The backbreaking work of the construction world isn't for everybody. The hours are long and unpredictable, the clients can be demanding and the physical nature of the job is often dangerous and taxing. Underneath the piles of plywood and stacks of drywall, the construction industry hides a history of employee discrimination, wrongful termination and wage and hour disputes. With tougher nationwide labor laws being currently enforced, however, many construction businesses are under fire. Individual lawsuits have targeted the industry, blowing the whistle on unfair labor practices.
Micheal Robertson of Wisconsin Rapids, Wis., worked as a construction foreman for Miron Construction for two years. Making $33 dollars an hour from 2007-2009, it was a pretty good gig. Miron is a reputable company in Wisconsin that worked on Wisconsin Public Service's power plant in the small town of Weston. But things went sour for Robertson, he claims, when his supervisors asked him to falsify his time sheets. After he denied the request, Robertson says he was fired. He filed a wrongful termination suit earlier this month in Wisconsin Federal Court.

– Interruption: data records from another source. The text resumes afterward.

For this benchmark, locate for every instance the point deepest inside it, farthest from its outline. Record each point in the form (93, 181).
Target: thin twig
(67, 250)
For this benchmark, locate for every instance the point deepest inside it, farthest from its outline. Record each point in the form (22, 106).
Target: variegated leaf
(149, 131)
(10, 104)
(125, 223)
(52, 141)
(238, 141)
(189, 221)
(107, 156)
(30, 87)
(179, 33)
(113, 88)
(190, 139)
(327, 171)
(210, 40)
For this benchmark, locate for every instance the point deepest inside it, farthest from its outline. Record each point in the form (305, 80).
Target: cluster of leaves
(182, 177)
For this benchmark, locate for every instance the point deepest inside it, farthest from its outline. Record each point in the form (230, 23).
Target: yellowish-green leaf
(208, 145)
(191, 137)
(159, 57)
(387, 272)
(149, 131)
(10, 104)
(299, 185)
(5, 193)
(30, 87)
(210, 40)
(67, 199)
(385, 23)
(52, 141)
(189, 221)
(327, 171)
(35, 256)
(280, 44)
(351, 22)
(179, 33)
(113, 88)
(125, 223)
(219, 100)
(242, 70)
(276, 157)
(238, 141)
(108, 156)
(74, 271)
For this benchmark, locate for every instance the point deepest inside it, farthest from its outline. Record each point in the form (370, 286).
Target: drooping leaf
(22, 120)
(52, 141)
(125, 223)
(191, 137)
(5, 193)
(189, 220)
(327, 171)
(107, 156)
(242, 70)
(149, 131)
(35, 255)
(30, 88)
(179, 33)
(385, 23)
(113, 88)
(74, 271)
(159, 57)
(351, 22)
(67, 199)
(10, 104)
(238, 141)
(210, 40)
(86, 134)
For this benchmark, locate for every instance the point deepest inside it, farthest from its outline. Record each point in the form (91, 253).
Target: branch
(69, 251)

Robertson was called on to perform maintenance on one of the plant's cooling towers that was in dire need of a de-icing after one of the region's typically-brutal winters. Initially, he called in 20 workers for the project, but after more closely inspecting the state of the tower, he determined that fewer men were actually needed to get the job done. In his complaint, Robertson says that his supervisor, Steven Miller, said to go ahead and bill Wisconsin Public Service for labor previously predicted. When Robertson flatly refused, Miller threatened him and told him he could lose his job for not falsifying the time sheets. Miller went ahead and filed the false time sheets himself and Robertson was fired for taking company property home. When Robertson contested this charge, stating his job required him to take some equipment home, Miller told him he was actually being fired for not getting along with co-workers. Robertson struck back and filed a complaint with his labor union.
Robertson's lawsuit against Miron Construction is seeking unspecified punitive damages for wrongful termination.